Prof MacGregor’s paper argues that the cost of writing off loans would be more than compensated for by the benefits to the economy of Scotland retaining highly educated individuals.
Last night, opposition politicians questioned the cost and raised concerns that the exclusion of students from south of the Border could prove “discriminatory”.
The recommendation by the “Taught Postgraduate Study Working Group” was one of several designed to encourage increasing numbers of postgraduates to stay in Scotland. It also aims to encourage more people from poorer backgrounds to do postgraduate degrees.
The report said: “The working group recommends that the Scottish Government should consider the feasibility of implementing an incentive system where students, in receipt of financial support from the government to fund postgraduate study, pay back a reduced amount or have their student loan debt cancelled on the basis of gaining employment and making a positive contribution to the Scottish economy. Specifically, this relief would be available to those registered as Scottish income taxpayers.”
Prof MacGregor said the proposal would be seen as “radical”, but that it argued that the benefits of a “clear and universal entitlement to student-loan support... for Scottish domiciled students” outweighed the costs.
The report said: “Participation in postgraduate study provides benefits to students in terms of increased earning potential and improved labour market competitiveness.
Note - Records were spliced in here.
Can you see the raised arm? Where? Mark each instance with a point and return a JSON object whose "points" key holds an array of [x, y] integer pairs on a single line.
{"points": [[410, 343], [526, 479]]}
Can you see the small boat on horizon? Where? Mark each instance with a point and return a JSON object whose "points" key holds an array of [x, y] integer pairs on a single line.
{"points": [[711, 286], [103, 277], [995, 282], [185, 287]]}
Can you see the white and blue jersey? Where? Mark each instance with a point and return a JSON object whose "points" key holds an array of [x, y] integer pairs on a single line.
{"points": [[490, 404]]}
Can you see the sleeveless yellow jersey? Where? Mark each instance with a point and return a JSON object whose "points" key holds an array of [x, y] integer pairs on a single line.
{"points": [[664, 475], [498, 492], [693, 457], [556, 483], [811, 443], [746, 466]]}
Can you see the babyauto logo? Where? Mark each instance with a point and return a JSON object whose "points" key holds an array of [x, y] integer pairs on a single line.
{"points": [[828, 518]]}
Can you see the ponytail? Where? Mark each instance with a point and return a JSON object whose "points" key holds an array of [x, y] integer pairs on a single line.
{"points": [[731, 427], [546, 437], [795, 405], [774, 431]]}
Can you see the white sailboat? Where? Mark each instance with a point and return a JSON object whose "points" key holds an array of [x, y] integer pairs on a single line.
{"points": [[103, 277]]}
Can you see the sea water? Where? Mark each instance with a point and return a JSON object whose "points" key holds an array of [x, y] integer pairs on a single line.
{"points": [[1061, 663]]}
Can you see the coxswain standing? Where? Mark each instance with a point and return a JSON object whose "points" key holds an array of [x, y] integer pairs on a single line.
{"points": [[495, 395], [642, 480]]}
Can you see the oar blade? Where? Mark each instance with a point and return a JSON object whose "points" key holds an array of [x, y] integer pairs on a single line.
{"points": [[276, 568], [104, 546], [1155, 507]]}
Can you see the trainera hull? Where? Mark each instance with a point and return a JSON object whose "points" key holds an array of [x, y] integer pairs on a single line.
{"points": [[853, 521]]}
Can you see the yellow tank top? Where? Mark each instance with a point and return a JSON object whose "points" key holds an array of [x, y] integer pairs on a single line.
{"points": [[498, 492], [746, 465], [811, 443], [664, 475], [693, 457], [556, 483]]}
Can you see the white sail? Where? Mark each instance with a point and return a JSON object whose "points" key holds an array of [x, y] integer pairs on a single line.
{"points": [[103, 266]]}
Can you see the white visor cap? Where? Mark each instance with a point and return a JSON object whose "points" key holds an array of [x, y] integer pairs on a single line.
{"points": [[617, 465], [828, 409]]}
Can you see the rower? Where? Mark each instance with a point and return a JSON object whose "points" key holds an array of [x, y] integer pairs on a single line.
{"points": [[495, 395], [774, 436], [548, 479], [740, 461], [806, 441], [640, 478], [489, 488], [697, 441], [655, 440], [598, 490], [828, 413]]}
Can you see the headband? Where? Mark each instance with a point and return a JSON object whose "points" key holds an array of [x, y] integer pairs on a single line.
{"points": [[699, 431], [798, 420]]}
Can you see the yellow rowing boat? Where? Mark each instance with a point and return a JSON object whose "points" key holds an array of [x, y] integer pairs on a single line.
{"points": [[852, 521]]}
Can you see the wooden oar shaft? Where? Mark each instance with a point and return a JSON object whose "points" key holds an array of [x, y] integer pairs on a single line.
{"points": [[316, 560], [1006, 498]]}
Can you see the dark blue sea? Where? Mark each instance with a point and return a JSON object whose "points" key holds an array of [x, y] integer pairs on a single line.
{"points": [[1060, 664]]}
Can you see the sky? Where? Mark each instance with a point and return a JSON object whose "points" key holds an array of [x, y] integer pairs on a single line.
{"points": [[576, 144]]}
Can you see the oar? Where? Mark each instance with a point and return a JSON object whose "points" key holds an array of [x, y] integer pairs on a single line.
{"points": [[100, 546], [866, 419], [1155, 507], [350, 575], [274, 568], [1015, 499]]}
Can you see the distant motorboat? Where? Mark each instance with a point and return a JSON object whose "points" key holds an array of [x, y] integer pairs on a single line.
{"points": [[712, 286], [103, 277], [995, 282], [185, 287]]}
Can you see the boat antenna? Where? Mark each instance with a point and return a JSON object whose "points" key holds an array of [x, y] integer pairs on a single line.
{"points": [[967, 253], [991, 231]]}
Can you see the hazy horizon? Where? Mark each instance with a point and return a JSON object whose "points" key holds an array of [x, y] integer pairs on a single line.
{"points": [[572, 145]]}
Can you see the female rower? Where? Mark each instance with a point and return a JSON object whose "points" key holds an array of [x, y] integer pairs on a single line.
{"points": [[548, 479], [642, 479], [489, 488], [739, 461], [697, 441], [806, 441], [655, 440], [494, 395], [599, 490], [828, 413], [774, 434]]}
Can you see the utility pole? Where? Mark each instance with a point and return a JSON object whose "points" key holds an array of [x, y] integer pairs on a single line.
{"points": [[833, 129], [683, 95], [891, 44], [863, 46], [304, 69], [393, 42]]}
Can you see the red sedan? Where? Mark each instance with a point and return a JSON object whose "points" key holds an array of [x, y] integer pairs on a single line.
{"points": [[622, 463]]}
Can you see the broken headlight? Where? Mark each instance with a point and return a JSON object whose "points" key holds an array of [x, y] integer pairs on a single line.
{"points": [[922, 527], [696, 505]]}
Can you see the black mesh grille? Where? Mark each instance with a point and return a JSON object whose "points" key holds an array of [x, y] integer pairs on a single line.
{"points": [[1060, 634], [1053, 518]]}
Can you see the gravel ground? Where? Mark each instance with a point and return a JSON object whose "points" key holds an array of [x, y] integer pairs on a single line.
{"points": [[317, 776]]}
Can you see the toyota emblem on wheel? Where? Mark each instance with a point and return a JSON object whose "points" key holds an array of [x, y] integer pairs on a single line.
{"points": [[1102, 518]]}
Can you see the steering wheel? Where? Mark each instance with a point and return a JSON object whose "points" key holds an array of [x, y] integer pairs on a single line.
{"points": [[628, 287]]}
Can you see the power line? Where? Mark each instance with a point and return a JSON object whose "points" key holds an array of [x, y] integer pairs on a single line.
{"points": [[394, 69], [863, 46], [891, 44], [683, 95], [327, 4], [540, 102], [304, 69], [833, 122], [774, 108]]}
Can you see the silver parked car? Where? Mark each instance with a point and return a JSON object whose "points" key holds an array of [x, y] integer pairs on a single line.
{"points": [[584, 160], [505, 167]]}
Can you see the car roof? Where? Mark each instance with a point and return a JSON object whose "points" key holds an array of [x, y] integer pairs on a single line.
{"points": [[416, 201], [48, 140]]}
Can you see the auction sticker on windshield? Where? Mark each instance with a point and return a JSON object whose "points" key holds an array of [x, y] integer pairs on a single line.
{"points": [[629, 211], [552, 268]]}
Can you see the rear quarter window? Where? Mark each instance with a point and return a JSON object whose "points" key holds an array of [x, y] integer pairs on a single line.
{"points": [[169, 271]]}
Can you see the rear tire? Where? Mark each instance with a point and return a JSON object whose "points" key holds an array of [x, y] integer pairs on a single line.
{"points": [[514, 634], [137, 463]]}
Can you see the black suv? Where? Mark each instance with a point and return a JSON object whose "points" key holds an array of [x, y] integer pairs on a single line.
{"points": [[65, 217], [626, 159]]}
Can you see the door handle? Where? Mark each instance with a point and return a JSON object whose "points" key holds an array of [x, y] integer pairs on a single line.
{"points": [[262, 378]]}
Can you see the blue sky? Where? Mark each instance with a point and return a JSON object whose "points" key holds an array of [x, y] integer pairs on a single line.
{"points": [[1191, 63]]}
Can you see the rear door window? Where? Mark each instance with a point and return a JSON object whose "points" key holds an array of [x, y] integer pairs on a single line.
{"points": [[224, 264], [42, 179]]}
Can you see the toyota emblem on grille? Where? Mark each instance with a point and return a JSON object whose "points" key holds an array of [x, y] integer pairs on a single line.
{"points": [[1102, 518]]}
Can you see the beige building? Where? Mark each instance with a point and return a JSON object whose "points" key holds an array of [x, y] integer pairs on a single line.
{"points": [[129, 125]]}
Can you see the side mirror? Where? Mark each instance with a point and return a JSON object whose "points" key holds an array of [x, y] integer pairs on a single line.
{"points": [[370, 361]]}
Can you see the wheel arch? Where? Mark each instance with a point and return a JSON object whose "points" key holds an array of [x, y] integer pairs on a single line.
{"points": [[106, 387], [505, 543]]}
It also provides wider economic benefits and, if such a scheme were adopted, although there would be a cost in terms of cancelling student loans, this would be offset by wider economic benefits of high-earning taxpayers living and working in Scotland.”
Between 2004-5 and 2013-14, the total number of Scottish students enrolled in a postgraduate course in Scotland fell by 2,230 students, equivalent to around 10 per cent.
About 4,000 students from outwith the UK but within the EU would also be entitled to benefit from the scheme.
Currently, more than 70 per cent of full-time taught postgraduate students in Scotland fund their own studies.
The report recognised that offering loan cancellation or reduction for Scottish domiciled postgraduates may be “preferentially advantaging one particular cohort of students over their peers”.
But it concluded that it saw a relief scheme as being “entirely consistent” with support for the Scottish economy.
Last night the Conservative education spokeswoman Liz Smith voiced her concerns.
Ms Smith said: “The Scottish Government would need to answer two points; how would this be funded and how would the postgraduate’s positive” contribution to the economy actually be measured?
“There is already widespread discrimination amongst undergraduate students about who pays/ does not pay tuition fees, all of it based on nationality rather than anything else.”
Education secretary Angela Constance said: “We recognise the importance of increased participation in postgraduate study by Scottish students and today’s publication outlines a number of ideas on how this might be achieved, which will ultimately contribute to growing Scotland’s economy.”
Welcoming the report’s findings, NUS Scotland president Vonnie Sandlan said: “As we have long been arguing, the introduction of greater fee and living cost support for postgraduates will go a long way to opening up postgraduate education to more students and ensuring they can reach their full potential.”